Meg reached under her bed and brought out the shoebox.

“Well, well,” Elv said when she saw it. She put down the book. “Look what the little detective found.”

“We don’t want you to get in trouble,” Claire told her.

“Trouble with a capital T?” Elv sat down on Claire’s bed. She was sitting on Claire’s feet, but Claire didn’t complain. “I wish you wouldn’t look through my personal belongings,” she said to Meg. “Just because you’re jealous.”

“Jealous?” Meg laughed. She didn’t sound very happy.

“It started in Paris and you know it. You couldn’t stand that you didn’t have the guts to do what I did.”

“You mean sleep all day? Or be a whore?”

Elv reached over and slapped her sister. “You’re a jealous bitch and you know it.”

Meg clutched at her burning cheek.

“You wanted to blame me for cutting your hair, but that was your decision. It’s not my fault you’re ugly.”

“Stop it!” Claire said.

“I told you,” Meg said to Claire. “This is who she is.”
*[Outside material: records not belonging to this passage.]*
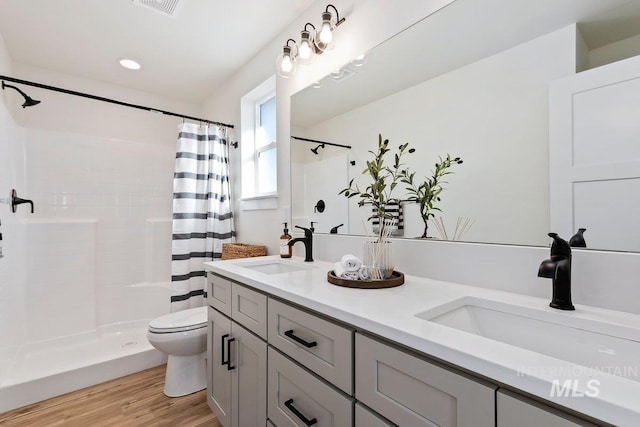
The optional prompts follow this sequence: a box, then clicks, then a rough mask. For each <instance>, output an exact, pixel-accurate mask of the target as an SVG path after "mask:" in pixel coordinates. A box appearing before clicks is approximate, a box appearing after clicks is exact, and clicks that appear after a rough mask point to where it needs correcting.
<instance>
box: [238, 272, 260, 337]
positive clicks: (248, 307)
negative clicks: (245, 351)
mask: <svg viewBox="0 0 640 427" xmlns="http://www.w3.org/2000/svg"><path fill="white" fill-rule="evenodd" d="M231 318H232V319H233V320H235V321H236V322H238V323H240V324H241V325H242V326H244V327H245V328H247V329H249V330H250V331H251V332H253V333H255V334H256V335H258V336H259V337H261V338H263V339H265V340H266V339H267V296H266V295H264V294H261V293H258V292H256V291H254V290H251V289H249V288H246V287H244V286H241V285H238V284H237V283H233V284H232V287H231Z"/></svg>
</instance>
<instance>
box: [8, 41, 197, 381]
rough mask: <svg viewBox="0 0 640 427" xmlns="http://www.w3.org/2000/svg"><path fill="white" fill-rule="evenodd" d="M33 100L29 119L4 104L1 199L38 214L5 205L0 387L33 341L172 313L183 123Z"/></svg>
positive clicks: (186, 105)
Elv went to the open window and slipped outside. Claire got up, grabbed the shoebox, and replaced it in the closet. “Mom can’t find this.”
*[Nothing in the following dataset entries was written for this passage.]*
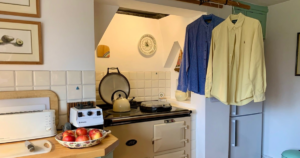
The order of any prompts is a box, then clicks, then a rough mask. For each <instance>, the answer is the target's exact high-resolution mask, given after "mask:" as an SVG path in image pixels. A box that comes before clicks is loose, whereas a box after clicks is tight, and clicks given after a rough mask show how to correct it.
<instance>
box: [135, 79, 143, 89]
mask: <svg viewBox="0 0 300 158" xmlns="http://www.w3.org/2000/svg"><path fill="white" fill-rule="evenodd" d="M136 88H145V81H144V80H137V87H136Z"/></svg>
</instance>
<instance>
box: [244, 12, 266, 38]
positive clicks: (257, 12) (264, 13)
mask: <svg viewBox="0 0 300 158" xmlns="http://www.w3.org/2000/svg"><path fill="white" fill-rule="evenodd" d="M247 16H249V17H251V18H254V19H257V20H259V21H260V23H261V27H262V31H263V36H264V38H265V37H266V27H267V14H265V13H259V12H253V11H247Z"/></svg>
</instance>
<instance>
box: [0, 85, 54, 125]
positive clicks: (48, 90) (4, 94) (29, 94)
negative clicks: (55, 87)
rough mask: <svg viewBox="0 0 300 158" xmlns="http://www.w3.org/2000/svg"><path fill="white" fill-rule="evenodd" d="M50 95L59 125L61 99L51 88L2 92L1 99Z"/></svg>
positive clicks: (49, 95)
mask: <svg viewBox="0 0 300 158" xmlns="http://www.w3.org/2000/svg"><path fill="white" fill-rule="evenodd" d="M42 97H49V100H50V109H51V110H55V124H56V127H57V126H58V120H59V118H58V117H59V99H58V96H57V94H56V93H55V92H53V91H50V90H41V91H10V92H0V99H21V98H42Z"/></svg>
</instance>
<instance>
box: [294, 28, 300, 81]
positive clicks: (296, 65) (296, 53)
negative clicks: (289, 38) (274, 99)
mask: <svg viewBox="0 0 300 158" xmlns="http://www.w3.org/2000/svg"><path fill="white" fill-rule="evenodd" d="M295 76H300V32H298V34H297V51H296V68H295Z"/></svg>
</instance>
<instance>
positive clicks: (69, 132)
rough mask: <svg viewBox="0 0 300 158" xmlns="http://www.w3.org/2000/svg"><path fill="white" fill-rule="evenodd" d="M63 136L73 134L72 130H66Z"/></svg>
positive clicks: (69, 135) (63, 134)
mask: <svg viewBox="0 0 300 158" xmlns="http://www.w3.org/2000/svg"><path fill="white" fill-rule="evenodd" d="M65 136H75V134H74V132H73V131H72V130H67V131H65V132H64V133H63V137H65Z"/></svg>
“Are you taking her side?” Meg said.

“No.” Claire slipped on a pair of flip-flops. She wished Meg had never poked around in the closet. She wished she had left things alone.

“You are. You always do.”

“That’s not true.”

“You’re no better than Justin Levy. Another one of her slaves.”

“You don’t even know her,” Claire said coldly. “You just think you do.”

CLAIRE WENT DOWNSTAIRS, then out the back door to the garden. Behind her the house was quiet. There was the muffled sound of the TV as their mother watched the news. The evening was pale, the air unmoving. There was Elv, sitting beneath the arbor, smoking a cigarette. Her white T-shirt clung to her. She was barefoot, and the soles of her feet were dark with soil. Her black hair hung to her waist. She didn’t look anything like them anymore. She looked like the queen of a country that was too far away to visit. There were moths in the garden, fluttering about blindly. The bedroom light was turned off now. Meg had probably slipped into bed, crying the way she did, quietly, so as not to disturb anyone.

“You shouldn’t have been so mean to her,” Claire told Elv.